Leider habe ich die übrigen Bilder aus der Serie von Irving Underhill nicht in einer entsprechend großen Auflösung gefunden. Auch wenn ich die hier schon mehr als einmal präsentiert habe, halte ich die Dokumentation vom ultralangsamen Ende des Wolkenkratzerpioniers über einen Zeitraum von ca. sechs Wochen für so faszinierend, dass auch ein weiteres Mal gut zu ertragen ist.
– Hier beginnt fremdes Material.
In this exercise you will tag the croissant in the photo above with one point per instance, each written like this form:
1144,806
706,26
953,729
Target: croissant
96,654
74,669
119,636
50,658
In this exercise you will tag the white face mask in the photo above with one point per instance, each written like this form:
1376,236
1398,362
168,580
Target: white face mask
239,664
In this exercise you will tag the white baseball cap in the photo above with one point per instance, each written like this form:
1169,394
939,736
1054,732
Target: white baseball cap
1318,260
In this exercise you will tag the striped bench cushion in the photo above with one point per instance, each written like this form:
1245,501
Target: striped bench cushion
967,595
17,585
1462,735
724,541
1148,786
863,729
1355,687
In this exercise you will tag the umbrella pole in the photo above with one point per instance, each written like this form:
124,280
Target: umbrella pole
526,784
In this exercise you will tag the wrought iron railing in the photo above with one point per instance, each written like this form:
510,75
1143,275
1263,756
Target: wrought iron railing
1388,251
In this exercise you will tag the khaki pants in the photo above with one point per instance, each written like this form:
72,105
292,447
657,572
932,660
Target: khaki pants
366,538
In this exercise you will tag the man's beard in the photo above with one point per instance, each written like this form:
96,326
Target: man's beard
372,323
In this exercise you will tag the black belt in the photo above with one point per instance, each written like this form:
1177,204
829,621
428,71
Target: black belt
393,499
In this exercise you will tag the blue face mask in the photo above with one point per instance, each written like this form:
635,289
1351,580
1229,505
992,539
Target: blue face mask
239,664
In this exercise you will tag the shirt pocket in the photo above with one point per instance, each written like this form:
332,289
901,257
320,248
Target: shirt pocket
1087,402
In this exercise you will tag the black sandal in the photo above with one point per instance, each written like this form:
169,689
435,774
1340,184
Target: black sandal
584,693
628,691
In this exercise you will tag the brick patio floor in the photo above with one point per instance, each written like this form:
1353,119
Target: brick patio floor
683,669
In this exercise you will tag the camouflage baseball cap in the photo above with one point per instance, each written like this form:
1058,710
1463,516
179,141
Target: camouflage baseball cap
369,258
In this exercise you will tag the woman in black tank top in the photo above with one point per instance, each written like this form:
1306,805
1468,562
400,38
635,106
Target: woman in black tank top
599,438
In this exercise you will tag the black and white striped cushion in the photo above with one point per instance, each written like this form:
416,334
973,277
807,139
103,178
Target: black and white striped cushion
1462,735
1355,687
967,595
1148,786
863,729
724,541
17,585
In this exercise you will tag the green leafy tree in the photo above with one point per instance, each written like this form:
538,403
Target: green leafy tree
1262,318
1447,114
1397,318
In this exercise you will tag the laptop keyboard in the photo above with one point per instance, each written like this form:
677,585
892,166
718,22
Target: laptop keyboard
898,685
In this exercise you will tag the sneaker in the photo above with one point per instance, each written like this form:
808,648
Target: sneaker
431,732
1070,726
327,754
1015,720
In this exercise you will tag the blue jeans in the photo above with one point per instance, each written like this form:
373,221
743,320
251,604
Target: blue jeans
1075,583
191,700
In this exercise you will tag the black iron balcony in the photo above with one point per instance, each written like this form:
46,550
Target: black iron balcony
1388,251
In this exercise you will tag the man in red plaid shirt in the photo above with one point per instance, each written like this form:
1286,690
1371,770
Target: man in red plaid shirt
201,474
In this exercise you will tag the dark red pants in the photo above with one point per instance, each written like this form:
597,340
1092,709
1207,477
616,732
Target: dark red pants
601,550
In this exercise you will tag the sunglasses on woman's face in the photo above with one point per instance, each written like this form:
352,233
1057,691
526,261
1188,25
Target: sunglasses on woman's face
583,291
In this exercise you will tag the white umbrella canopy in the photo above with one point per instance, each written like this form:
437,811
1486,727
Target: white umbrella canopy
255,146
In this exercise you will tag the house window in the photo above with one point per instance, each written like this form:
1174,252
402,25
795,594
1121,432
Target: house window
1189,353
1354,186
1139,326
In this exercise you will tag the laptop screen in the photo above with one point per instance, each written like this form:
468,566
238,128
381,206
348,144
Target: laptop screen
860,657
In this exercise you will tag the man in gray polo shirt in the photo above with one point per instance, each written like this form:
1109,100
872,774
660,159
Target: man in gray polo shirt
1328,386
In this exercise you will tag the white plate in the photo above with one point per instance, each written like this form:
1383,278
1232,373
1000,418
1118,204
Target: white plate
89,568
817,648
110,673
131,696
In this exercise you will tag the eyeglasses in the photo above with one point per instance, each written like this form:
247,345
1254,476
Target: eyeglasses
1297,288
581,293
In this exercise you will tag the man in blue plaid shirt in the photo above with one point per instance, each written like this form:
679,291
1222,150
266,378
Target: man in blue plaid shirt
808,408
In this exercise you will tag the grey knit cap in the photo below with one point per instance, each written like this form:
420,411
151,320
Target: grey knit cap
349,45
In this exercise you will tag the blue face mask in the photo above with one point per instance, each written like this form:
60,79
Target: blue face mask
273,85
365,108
Die Bilder stammen von der Seite skyscraper.org.

12. April 1910


28. April 1910


02. Mai 1910


05. Mai 1910


09. Mai 1910


12. Mai 1910


16. Mai 1910


19. Mai 1910


23. Mai 1910


26. Mai 1910


31. Mai 1910


02. Juni 1910


06. Juni 1910


13. Juni 1910


17. Juni 1910


Und am Ende der Schlacht ist nicht nur das Gillender Building, sondern auch das angrenzende Stevens Building verschwunden, um Platz für einen neuen Giganten zu schaffen, der ab Juli 1910 an dieser Stelle gebaut wurde und bis heute dort steht. 

März 1911


April 1911


Mai 1911


Juni 1911


Juli 1911


September 1911


Und fertig ist der Nachfolger vom Gillender Building, das Bankers Trust Building:

1912


Bevor ich den Beitrag hier abschließe, möchte ich nochmal kurz auf das Ausgangsfoto zurückkommen und eine weitere Entdeckung preisgeben: 



Im Hintergrund rechts sieht man ja das Manhattan Life Insurance Building in der Version nach dem Umbau Anfang des 20. Jahrhunderts, bei dem die ursprünglich ebenfalls runde Kuppel oval in die Länge gezogen wurde.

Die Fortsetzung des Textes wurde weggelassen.